It’s a true sign of comedic prowess when a show re-invents itself without anybody noticing. Parks & Recreation used to be a show about Leslie Knope and her crack team of Parks & Rec workers, but in season four it became an underdog story about Leslie’s run for public office. “Dave Returns,” as well as the handful of episodes before it, had nothing to do whatsoever with Pawnee’s P&R Department. It’s a dramatic directional alteration, but it’s hard to care when the show is so freaking funny.

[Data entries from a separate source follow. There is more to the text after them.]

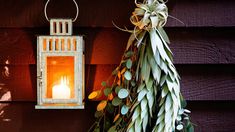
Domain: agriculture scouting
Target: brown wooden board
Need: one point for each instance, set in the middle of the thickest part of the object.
(106, 45)
(199, 82)
(194, 13)
(22, 117)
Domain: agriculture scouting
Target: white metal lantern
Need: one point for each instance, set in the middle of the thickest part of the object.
(60, 68)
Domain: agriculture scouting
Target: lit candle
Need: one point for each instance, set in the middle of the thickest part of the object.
(62, 90)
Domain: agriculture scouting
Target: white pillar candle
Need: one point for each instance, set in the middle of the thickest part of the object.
(61, 91)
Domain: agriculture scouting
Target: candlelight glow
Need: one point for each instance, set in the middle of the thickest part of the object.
(62, 90)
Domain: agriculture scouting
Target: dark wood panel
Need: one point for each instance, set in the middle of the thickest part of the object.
(22, 117)
(199, 82)
(106, 45)
(23, 13)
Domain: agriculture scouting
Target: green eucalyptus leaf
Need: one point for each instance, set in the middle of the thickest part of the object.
(128, 54)
(142, 94)
(116, 101)
(128, 75)
(107, 91)
(124, 110)
(140, 38)
(179, 127)
(110, 108)
(98, 114)
(136, 113)
(168, 103)
(117, 89)
(129, 63)
(123, 93)
(143, 104)
(141, 86)
(112, 129)
(103, 83)
(145, 123)
(164, 35)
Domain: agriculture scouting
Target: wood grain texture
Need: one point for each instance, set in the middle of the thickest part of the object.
(22, 117)
(199, 82)
(24, 13)
(106, 45)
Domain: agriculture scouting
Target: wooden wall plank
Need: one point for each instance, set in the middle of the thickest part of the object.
(199, 82)
(106, 45)
(21, 116)
(22, 13)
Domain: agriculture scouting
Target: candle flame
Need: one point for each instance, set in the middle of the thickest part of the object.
(64, 80)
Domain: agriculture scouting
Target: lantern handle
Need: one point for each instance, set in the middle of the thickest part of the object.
(45, 11)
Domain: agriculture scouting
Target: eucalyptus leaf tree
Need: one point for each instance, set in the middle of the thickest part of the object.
(145, 91)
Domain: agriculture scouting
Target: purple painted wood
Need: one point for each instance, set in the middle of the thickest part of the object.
(106, 45)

This week was sort of a freebie though, because it’s hard not to be funny with Louie CK as a guest actor. The man is the definition of successful comedy right now, yet instead of playing a rival candidate like Paul Rudd did, Louie CK plays an extra-awkward ex-boyfriend of Leslie’s. It’s easy to see that Louie himself had some creative input, his character very much mimicking the subtle humor found in his FX show Louie. And it was hinted at that he may be vying for the job of Police Chief, which would be a dream come true for fans of both shows.
It’s easy to gush about Louie CK, but the real star of this week’s episode was Adam Scott as Ben Wyatt. His fear of cops was a running gag that never seemed to get old, and it resulted in a return of one of Ben’s best character traits: his awkward inability to face his fears. Flashbacks to his terrible interviews on TV and radio were channeled as he started one sentence with “9-11…” and prompted every cringe-full interjection with warranted hesitance. It’s easy to see why Leslie fell in love with Ben Wyatt, because he’s hard not to like as a character and member of Parts & Rec’s team.
While we weren’t being gifted with the magical comedy trio of Poehler/CK/Scott, the other half of the plotline was fairly give-or-take. Because the show is entirely focused on Leslie’s campaign, a lot of these side developments can feel like those episodes of The Office where half the team goes on a trip and we’re stuck suffering half the time with those left behind. Having Andy in charge for once was a good spin, letting Chris Pratt stand in the spotlight for a while. Ron Swanson stayed a minor character, as he’s been since getting a lot of screen time earlier in the season. And hopefully the writers won’t be spinning this Tom-and-Ann story for too much longer, because it doesn’t seem natural despite its obvious humor.
Still, most comedies can’t live up to the bar that Parks & Recreation has set over its last couple of seasons. Its only rival is 30 Rock, a legend in its own right. If you’re missing out on these two comedies, then one whole hour of your Thursday night is sadly wasted time. Join team Knope at least and stay with Parks & Recreation, a comedy that deserves the numbers The Big Bang Theory is stealing every week.